A Clarification of Slope and Scale.

Abstract

Improvements in the quantification and visual analysis of data, plotted across non-standardized graphs, are possible with the equations introduced in this paper. Equation 1 (an expression of graphic scale variability) forms part of the foundation for Equation 2 (an expansion on the traditional calculation of the tangent inverse of a line's algebraic slope). These equations provide clarification regarding aspects of "slope" and graphic scaling that have previously confused mathematicians. The apparent lack of correspondence between geometric slope (the angle of inclination) and algebraic slope (the m in y = mx + b) on "non-homogeneous" graphs (graphs where the scale values/distances on the y-axis are not the same as on the x-axis) is identified and directly resolved. This is important because nearly all behavior analytic graphs are "non-homogeneous" and problems with consistent visual inspection of such graphs have yet to be fully resolved. This paper shows how the precise geometric slope for any trend line on any non-homogeneous graph can quickly be determined-potentially improving the quantification and visual analysis of treatment effects in terms of the amount/magnitude of change in slope/variability.

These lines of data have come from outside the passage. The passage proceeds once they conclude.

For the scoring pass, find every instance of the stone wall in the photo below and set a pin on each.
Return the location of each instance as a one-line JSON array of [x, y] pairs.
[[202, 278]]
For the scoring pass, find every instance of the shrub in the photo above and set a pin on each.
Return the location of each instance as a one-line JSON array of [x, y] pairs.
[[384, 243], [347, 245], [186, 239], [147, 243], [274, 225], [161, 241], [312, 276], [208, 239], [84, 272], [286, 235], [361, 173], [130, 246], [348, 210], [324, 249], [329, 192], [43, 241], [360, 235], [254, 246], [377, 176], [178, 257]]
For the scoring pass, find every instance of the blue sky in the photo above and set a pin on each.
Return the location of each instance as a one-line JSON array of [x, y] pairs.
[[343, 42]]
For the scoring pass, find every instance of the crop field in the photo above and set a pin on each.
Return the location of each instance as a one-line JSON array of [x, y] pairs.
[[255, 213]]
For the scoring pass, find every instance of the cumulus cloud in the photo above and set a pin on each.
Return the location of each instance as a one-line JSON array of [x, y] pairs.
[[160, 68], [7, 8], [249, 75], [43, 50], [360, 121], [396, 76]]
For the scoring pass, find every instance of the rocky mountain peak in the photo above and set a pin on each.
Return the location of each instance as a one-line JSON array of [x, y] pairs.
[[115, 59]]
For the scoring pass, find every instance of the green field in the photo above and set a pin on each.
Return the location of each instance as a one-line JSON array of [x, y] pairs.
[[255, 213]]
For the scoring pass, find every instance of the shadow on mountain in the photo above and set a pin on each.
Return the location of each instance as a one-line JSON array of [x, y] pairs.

The equations herein may also be used to mathematically control for variability inherent in a graph's idiosyncratic construction, and thus facilitate valid comparison of data plotted on various non-standard graphs constructed with very different axes scales-both within and across single case design research studies. The implications for future research and the potential for improving effect size measures and meta-analyses in single-subject research are discussed.